- Rhebo releases technical guideline for »Handbook for basic operational technology security of energy suppliers« by the Association of Swiss Energy Companies (VSE)
- The guide explains implementation of the handbook’s 21 steps for secure OT networks with network monitoring and anomaly detection
- Recommendations address the concrete tasks of IT/OT security
Leipzig / Zurich, Germany, May 7, 2019 - The VSE »Handbook for basic operational technology security of energy suppliers« addresses those responsible for the security of process and industrial control systems (ICS) in power supply companies. The handbook describes and recommends actions that power supply companies can take to sustainably guarantee the security and stability of their ICS.
The core principle advocated by the VSE is the implementation of a Defense-in-Depth concept. On the one hand, this concept provides those responsible with a framework for continuously evaluating, assessing and improving the information security of their company. On the other hand, the concept offers a sound approach to the challenge of how critical infrastructures can be secured in a world in which 100% security is out of question. As the handbook states: »Ultimately, a cyber attack cannot (always) be prevented – therefore the goal is the rapid identification, isolation, defense and decrease of consequences of an attack (resilience)«.

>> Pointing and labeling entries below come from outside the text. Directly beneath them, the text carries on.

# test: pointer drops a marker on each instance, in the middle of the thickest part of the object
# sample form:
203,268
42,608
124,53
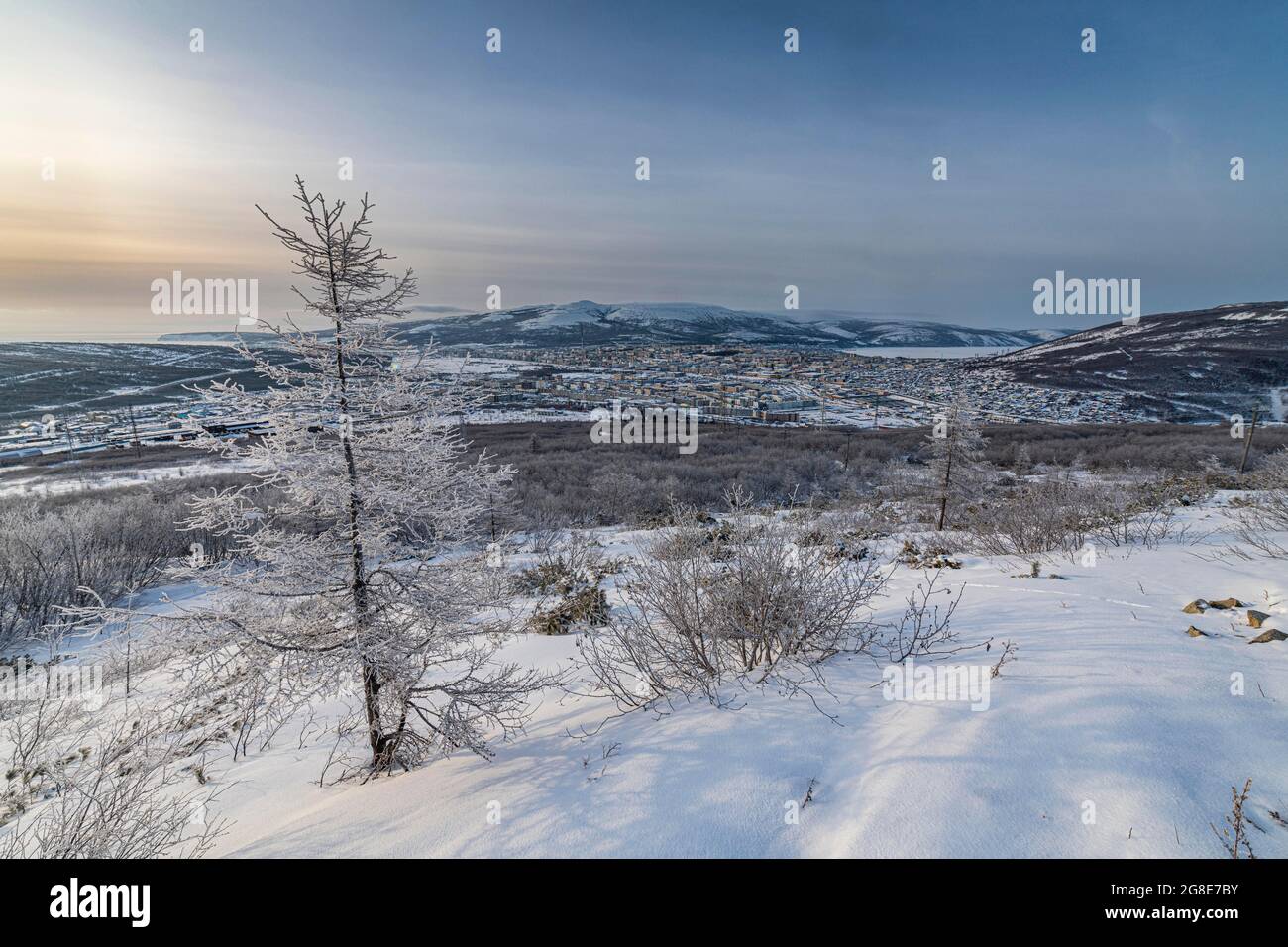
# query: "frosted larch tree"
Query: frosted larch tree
357,564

In 21 Steps to Defense-in-Depth
The guideline »VSE Handbook in Practice – The role of network monitoring with anomaly detection for the reliable operation of ICS« by Rhebo supports those responsible in critical infrastructures, particularly in implementing the »21 Steps to a Secure OT Network« defined in the VSE handbook. In order to address the everyday practice of IT/OT security in critical infrastructures, the 21 steps are viewed in the context of a continuous improvement process (plan, do, check, act), as recommended for the organization of an information security management system (ISMS) by ISO 27000. The focus of the guideline is the establishment of a continuous network monitoring with industrial anomaly detection. This serves as a basis for risk analysis as well as for the identification, reporting, documentation and analysis of error states, manipulation, malware and vulnerabilities.
Christian Schöpf, Sales Director Rhebo for the Swiss and Austrian market, explains:
»Operators of critical infrastructures are faced with the challenge of translating the numerous recommendations from the VSE Handbook as well as the ICT Minimum Standard into a coherent concept for their own plants. With this guideline, we aim to support those responsible in clearly viewing the recommendations in the context of the Defense-in-Depth approach. We at Rhebo are convinced that with regard to the multi-layered threat vectors and availability aspects of increasingly complex networks, operators must focus on the inner workings of their ICS. And that means nothing less than establishing a system that analyzes all communication processes within the ICS, provides indications of hidden vulnerabilities and reports anomalies in real-time. Because Advanced Persistent Threats as well as technical error states are usually not detected at the network boundaries where the firewalls are located«.
The guideline »VSE Handbook in Practice – The role of network monitoring with anomaly detection for the reliable operation of ICS« is available in German under: https://rhebo.com/de/download/file/leitfaden-vse-handbuch-in-der-praxis/.
Rhebo is a German company that specializes in the reliability and resilience of industrial and critical infrastructure companies. With its solutions and services, Rhebo monitors all data communication within industrial control systems (ICS), and reliably reports attacks, vulnerabilities as well as technical error states. Thus, Rhebo supports operators of ICS to increase cyber security, productivity and availability of their systems and plants, and to safeguard the digital transformation of their processes.
In this role, the company is actively involved in the Alliance for Cyber Security of the Federal Office for Information Security (BSI), the Teletrust - Bundesverband IT-Sicherheit e.V. and the Bitkom Security Management Working Group to develop standards and technical guidance.